There are two reasons to believe Mayfield might exceed expectations. One is the classic second-year leap we've seen for quarterbacks in the Shanahan/Kubiak scheme, which led to MVP seasons for Matt Ryan and Rodgers in recent seasons. I don't think we have a big enough sample to tell whether the effect really exists, and I suspect that most quarterbacks improve at least a little bit when they get a second season with the same offensive coordinator in the same scheme, but we know that sort of leap is within the range of possibilities for a quarterback in this offense.

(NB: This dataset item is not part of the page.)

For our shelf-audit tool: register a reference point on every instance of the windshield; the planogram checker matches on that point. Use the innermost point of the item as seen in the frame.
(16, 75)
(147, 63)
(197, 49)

The other argument is that we saw two Mayfields in 2020. He threw six picks through the first six games of 2020 while posting a passer rating of 84.3; from Week 7 on, he posted a 16-2 touchdown-interception ratio, and his passer rating jumped to 102.3. His QBR jumped from 14th in the league across the first six weeks to seventh. It took a few weeks for him to learn the offense, this theory holds, but he looked like a franchise quarterback once he did.

In reality, I'm skeptical that Mayfield really stumbled onto some secret. Fans have adopted this split because the first set ends with a dismal performance in a blowout loss to the Steelers, who were one of the league's best pass defenses. Guess who he played the following week? Unsurprisingly, he posted huge numbers against the Bengals, who had the league's sixth-worst pass defense by DVOA.

Over that 10-game run to end the year, Mayfield played whatever the opposite of a murderer's row of pass defenses would be. Eight of his 10 games were against pass defenses that would finish the season ranked 22nd or worse. The exceptions were the Ravens (against whom he posted a 87.5 passer rating) and the Steelers (who played their backups in Week 17). He did play well against Pittsburgh's starters in the wild-card round, but that was also in a game in which the Steelers handed Cleveland four short fields in the first half.

Just about anything is on the table for Mayfield in 2021. He could be challenging for an MVP trophy on the high end and be stuck fighting for his job in 2022 on the lower end. Unless the offense around him totally falls apart, I think he should still be an effective midtier passer, albeit one with a higher interception rate than the one we saw last season.


Sam Darnold

Pick in 2018 draft: No. 3 (Jets)

I wrote a little bit about Darnold in April, when I wrote about the rise in quarterback selections. The track record for quarterbacks who start their career with three seasons of a sub-90 ANY/A+ since the merger isn't great; it's a group consisting solely of Darnold, Kyle Boller, Christian Ponder, Jeff George and Dan Pastorini. Those five quarterbacks combined to make one Pro Bowl, and that was in 1975, when quarterbacks typically got more time to develop. Even two bad seasons out of the first three has usually been an ominous sign for signal-callers.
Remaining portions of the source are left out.